Re: Regression -- can't read input w/stderr redirect

2017-06-19 Thread Pierre Gaston
On Mon, Jun 19, 2017 at 5:17 AM, L A Walsh  wrote:

>
>
> Chet Ramey wrote:
>
>> On 6/18/17 6:59 PM, L A Walsh wrote:
>>
>>
>>> Chet Ramey wrote:
>>>
>>>
 Bash has always stripped NULL bytes. Now it tells you it's doing it.
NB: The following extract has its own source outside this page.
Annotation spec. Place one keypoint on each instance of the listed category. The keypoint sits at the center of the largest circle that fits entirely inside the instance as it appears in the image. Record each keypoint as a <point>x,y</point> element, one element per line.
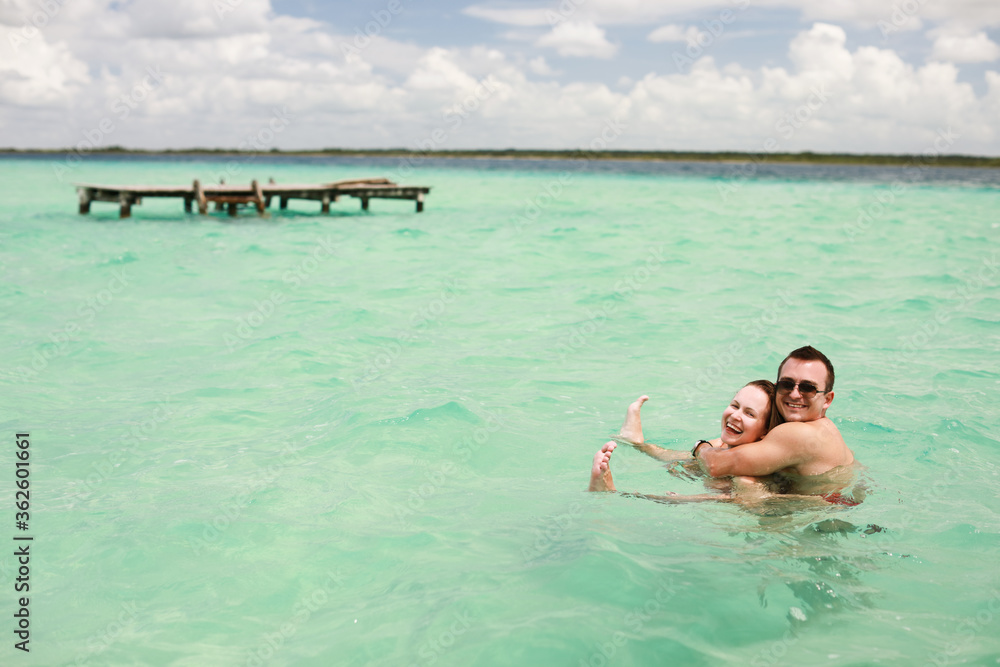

>>> Why?  Did I toggle a flag asking for the warning?  Seems like it
>>> was sorta sprung on users w/no way to disable it.
>>>
>>>
>>
>> Users asked why bash transformed input without warning, even though it
>> had been doing that it's entire lifetime. A warning is appropriate.
>>
>>
> Maybe - but links to, at least, 2-3 users who filed bug reports about this
> problem in bug-bash would be appropriate as well to justify the inclusion
> of the text.
>
> I don't recall it ever coming up until the warning message was discussed
> as being unwelcome.  So please, I'd like to see the bug-report filings
> where this
> happened.
>
>
> 
>>>But things are changing -- people have asked for zero-terminated
>>> read's
>>> and readarrays.  More unix utils are offering NUL termination as an
>>> option
>>> because newlines alone don't cut it in some instances.
>>>
>>>
>>
>> And bash provides mechanisms to deal with the relatively few use cases
>> where it is a problem.
>>
>> Recall that the only thing that has changed is that bash now provides a
>> warning about what it's doing.
>>
>>
> Oh?  I want to read in a value from the registry where something may have
> zeros
> after the data.  Please tell me the mechanism to read this in w/no warnings
> that won't silence more serious cases of zero's other than at the end of
> line.
>
> I want to see the hyperlinks to archived bug-discussions on bug-bash where
> users complained about this and where it was at the end of a string where
> they expected to be able to read past a binary-0 in the input.
>
> I know I would have like the ability to read binary data into to a var that
> might "include a NUL", but I don't recall ever complaining about
> end-of-string
> NUL's being trimmed -- and it was drummed home to me how the null's were
> the
> end of the string -- not how bash read everything but nulls from input.
>
>
I'm sorry  to say that your behavior on this list is just not acceptable.

If you were on IRC I would have banned you much earlier, yet after all
these years of trolling the list, Chet is going to great length to
explain the rationale of his choices while you keep whining for the
shell to just do what you want in the random particular case you
happen to work at the moment.

Your response: you accuse him to lie to you.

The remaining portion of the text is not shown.